Imagine any other character talking shit to King Haggard? Roll that thought around for a minute. Molly gets in his face. Tells him he’s not happy. Dares him to tell her she’s wrong. Schmendrick is freaking out thinking she’s going to get them killed. But she doesn’t. She gets them in.
King Haggard isn’t afraid of the wrath of a master magician but Molly Grue sees through him and speaks truth he can’t deny. That’s her magic. She sees – and speaks – the truth. Not like a prophet; like a person who is just a little too honest about the world around her to give – or take – anything else. She doesn’t even know it’s special. It’s just who she is.
That ability to speak the truth is why Molly got the reaction she did out of the Unicorn when they first met. She does it with Lir, she does it with Schmendrick, and she even does it with Amalthea. Everyone needs her ability to see and speak the truth or they would have failed in their quest. And at the end… when everything is on the line… she falters.
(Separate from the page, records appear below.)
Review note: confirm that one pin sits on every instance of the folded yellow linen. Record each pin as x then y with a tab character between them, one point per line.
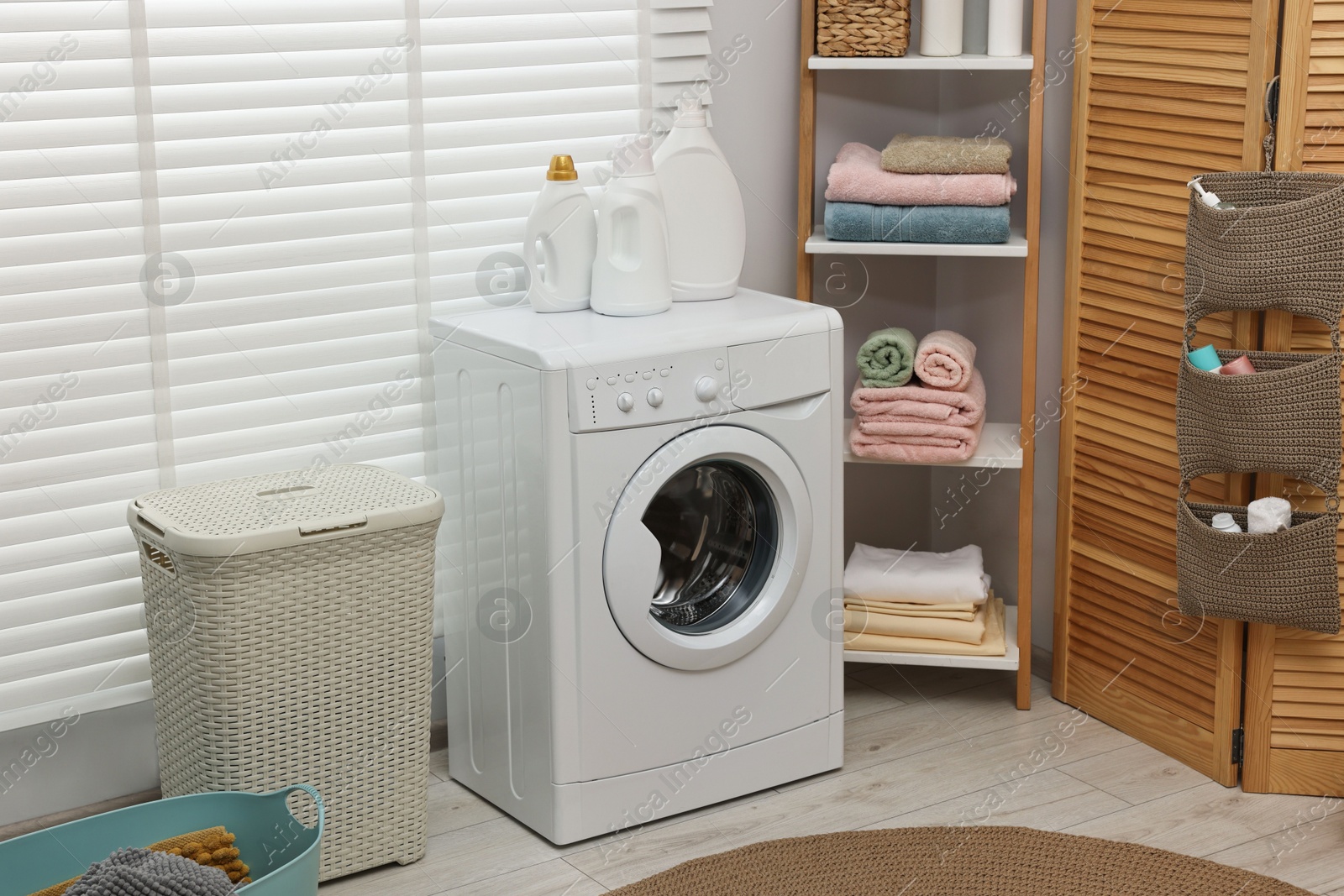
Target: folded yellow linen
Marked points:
858	621
965	611
994	644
For just a minute. Because remember that I said she’s still a bit of a romantic? Well for just a minute, at the end, she lets herself want the lie to win and she wants Schmendrick to just let Amalthea and Lir be together and be happy.
I say she falters but I don’t mean it to be a criticism. But why shouldn’t they get what they want, just this once in the awful world they live in? I mean… “men don’t always know when they’re happy.” For just a moment, neither did Molly. Maybe. I mean, she chased the illusion of Robin Hood and Maid Marion, right? So maybe she did know.
But in a fantasy cartoon that I watched as an 8 or 9 year old child, I was confronted with complex, difficult characters who all felt so very human. And despite magic or heroes or immortality; what I realized that I wanted was to be a little romantic – and to always be able to see – and speak – the truth.
The Last Unicorn is full to overflowing with complicated messages (for such a small story). It looks at happiness, regret, longing (so much longing), immortality, imprisonment, strong emotions, heroism, and more that I’m not able to get at right now.
So, there I was – a 9 year old boy – and this angry, bedraggled, middle-aged woman who cooks the rat soup made me cry like a baby over a pain I couldn’t even understand yet. And she taught me something about honesty. And she made me want to be a better person. She made me want to understand her. And she was so amazing that now, at 46 years old I still want to understand her. And she is still my favorite character, period, of all the characters I have ever encountered.
There is something truly special about Molly Grue. I will always be grateful to Mr. Beagle for bringing her into my life.